Full question: "Why does a function leaf need to include the function selector versus just the vkHash and isPrivate?"

Answer

Imagine you’re writing contract A and it imports a contract B which adheres to an ERC20 interface (for example). You don’t care about the body of the contract you import; in fact you might want any contract with that interface to be callable from contract A and each such contract might have a slightly different implementation, so the VKHash of all those potential contracts would be different. So you just care about the correctness of the function signature being imported. The function signature is enough info for Noir++ to generate constraints which represent a ‘call’ to any implementation of contract B.

We include the function signature in the contract tree, so that the kernel circuit can make sure a function with this signature was used under these circumstances.

Uniswap is an example of contract A. It allows any two erc20 contracts to swap, without caring about their implementation bodies.

We use the first 4 bytes of the hash of the function signature, just to copy ethereum, really. Although the hash will be something snark-friendly instead of keccak. I suppose the 4 byte truncation (vs the full 32bytes of the hash) reduces communication bandwidth when interacting with L1? Maybe it’s unnecessary.
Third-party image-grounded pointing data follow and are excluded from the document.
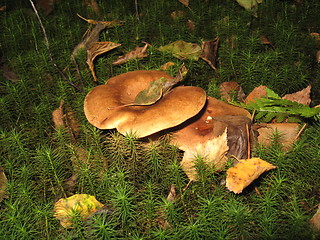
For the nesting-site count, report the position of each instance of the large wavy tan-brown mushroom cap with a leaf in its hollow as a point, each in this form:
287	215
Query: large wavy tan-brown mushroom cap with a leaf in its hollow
180	104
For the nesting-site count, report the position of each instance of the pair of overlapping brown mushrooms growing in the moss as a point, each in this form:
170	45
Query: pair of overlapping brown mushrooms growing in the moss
192	118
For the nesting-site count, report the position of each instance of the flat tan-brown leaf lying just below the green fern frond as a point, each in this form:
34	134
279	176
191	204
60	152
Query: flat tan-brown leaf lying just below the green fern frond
287	132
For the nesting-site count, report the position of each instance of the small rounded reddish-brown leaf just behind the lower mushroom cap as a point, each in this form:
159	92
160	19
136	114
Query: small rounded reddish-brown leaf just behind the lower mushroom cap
230	90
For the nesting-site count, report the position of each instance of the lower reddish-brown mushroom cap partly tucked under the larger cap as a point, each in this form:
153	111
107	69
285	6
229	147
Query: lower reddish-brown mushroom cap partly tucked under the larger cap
211	123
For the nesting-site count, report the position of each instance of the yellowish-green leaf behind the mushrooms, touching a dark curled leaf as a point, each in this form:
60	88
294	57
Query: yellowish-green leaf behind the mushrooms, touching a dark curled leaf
182	50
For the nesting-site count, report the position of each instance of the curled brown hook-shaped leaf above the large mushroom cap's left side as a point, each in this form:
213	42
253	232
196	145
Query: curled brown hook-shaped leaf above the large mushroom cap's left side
95	50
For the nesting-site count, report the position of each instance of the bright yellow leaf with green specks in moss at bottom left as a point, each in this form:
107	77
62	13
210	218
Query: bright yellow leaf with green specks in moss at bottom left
82	205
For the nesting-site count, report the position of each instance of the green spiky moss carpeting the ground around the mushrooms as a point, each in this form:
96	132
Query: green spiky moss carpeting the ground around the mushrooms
130	176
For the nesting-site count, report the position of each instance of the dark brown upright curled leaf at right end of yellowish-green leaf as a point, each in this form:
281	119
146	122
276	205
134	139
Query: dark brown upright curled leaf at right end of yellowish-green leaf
209	52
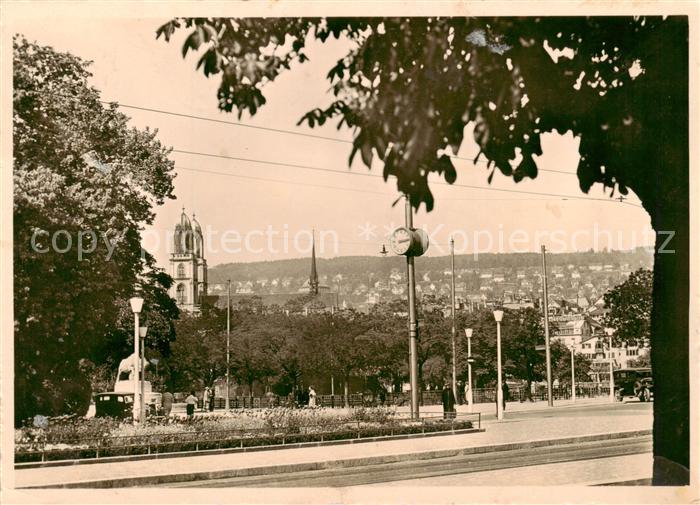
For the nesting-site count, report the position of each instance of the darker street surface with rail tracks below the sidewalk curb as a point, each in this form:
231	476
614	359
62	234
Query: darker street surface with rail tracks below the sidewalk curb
425	472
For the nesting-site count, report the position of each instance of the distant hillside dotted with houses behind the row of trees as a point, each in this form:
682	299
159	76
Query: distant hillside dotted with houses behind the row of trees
359	281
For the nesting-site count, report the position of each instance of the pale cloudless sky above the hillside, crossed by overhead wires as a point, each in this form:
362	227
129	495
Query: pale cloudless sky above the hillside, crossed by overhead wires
253	211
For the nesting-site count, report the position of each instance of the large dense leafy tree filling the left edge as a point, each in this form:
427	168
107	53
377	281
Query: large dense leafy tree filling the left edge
85	183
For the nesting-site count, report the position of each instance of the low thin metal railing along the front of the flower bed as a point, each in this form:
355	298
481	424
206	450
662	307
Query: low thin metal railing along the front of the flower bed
193	441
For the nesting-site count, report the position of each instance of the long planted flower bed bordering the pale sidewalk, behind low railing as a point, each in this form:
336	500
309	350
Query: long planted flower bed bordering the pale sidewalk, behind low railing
79	438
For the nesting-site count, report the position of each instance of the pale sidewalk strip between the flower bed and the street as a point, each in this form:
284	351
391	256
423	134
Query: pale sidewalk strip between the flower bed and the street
560	423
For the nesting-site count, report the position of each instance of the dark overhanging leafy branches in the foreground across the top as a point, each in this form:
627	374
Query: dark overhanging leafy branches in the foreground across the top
409	86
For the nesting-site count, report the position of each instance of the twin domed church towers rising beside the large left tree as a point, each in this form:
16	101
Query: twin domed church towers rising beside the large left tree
188	267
We don’t go to fewer than 4 bytes because then we’d be highly likely to have collisions between different functions of the same contract (it’s actually a general case of the birthday problem).

Leaning into the Uniswap example

Contract A can import some interface like ERC20, and enable calls to the "ERC20.transfer" function of any other contract (B or C...) that implements that interface. B and C might have different implementations of ERC20.transfer, so their VKHashes will be different. All that matters to A is that the function being called has the proper signature. This function signature (transfer(address,uint256)) is enough information for Noir++ to generate constraints which represent a 'call' to any implementation of ERC20.transfer.

Uniswap is an example of contract A. For swap, it allows calls to any ERC20 contract's transfer function. The function's signature just needs to match "transfer(address,uint256)".